Above is a picture of a transformer. It “transforms” energy by stepping it down from a very high voltage (primary) that comes from the source of its generation to a lower voltage (secondary) that is distributed to homes and businesses connected via wires. While there are countless reasons the power can go out in a particular area; the first place to look is the transformer.
When power is lost, there is a switch that opens, essentially breaking the flow of electricity, and kills power going from the transformer.
Here is our model! It was deliberately kept very simple. The arrows can be read as “causes me to update my beliefs about”.
The main thing I learned from the experts in this field is that they are incredibly practical people.

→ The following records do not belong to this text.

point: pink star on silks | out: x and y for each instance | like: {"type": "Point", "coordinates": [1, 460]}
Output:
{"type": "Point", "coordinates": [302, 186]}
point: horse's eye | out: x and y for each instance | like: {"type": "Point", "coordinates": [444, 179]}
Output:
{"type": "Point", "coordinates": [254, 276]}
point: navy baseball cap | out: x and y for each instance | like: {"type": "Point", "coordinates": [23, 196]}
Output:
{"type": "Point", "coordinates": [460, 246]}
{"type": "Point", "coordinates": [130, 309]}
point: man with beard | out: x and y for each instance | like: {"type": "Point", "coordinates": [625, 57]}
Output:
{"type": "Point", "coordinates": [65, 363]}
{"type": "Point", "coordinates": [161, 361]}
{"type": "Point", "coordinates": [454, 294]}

Step 1, therefore, is….go look at the transformer!! If there is an obvious problem with it – the answer is also obvious – replace it. However, most often, even when there is something wrong with the transformer, it would not be clear just by looking, as demonstrated by the 96% likelihood that there is “No Evidence of Problem”. The model is a series of steps that should be taken based on either what is observed or the result of the previous step.
One of the features of the BayesiaLab software I like best is the use of Decision Nodes. These enable us to encode different expected values associated with different scenarios and then based on the inputs, it will tell us what the best action or policy is (light blue bar). The decision support tool is dynamic so when an observation has been made or an action taken, we tell the model that and it updates what we are likely to observe next or what we should do next.
This does not use any kind of machine learning or algorithm – purely expert insight. We basically develop a “virtual expert”. In this instance, we used number of man hours for our expected values for each scenario, which sometimes include a penalty, like “Doing nothing” in a situation where the only possible outcome is that people are out of power until “something” is done.
Imagine our non-expert has been deployed (obviously not you, since you are not attempting this!) and sees there is no evidence of anything wrong with the transformer (FYI, the experts in this field have all dealt with their fair share of electrocuted squirrels that resulted in said experts being pulled from their beds in the wee hours to remove said squirrel and replace the transformer. Unsung heroes!!). When we tell the network that, our “virtual expert” tells us that the best option then is to close the switch and see what happens. Either a fuse will blow or nothing will happen. It’s scary when the answer from your experts is “you wait for the explosion”. Let’s say that our non-expert does that and the fuse does indeed blow. We tell the virtual expert that and it will tell us the next best step to take.
We continue to take actions and observe outcomes until the problem is resolved. This type of tool can be available on hand-held devices so the non-expert just enters the actions taken and the observed results. While obviously not replacing an expert, this type of tools would, nonetheless, be hugely valuable in the event it is needed.
This kind of network build is labour-intensive, but certainly worth it when critical infrastructure is in question. Consider critical infrastructure at your company. What if your expert is on vacation? What if she is retiring and her valuable experience will be lost? What if your company is growing rapidly and your experts cannot keep up with the demand? Bayesian networks can be a user-friendly, intuitive tool to support critical operations.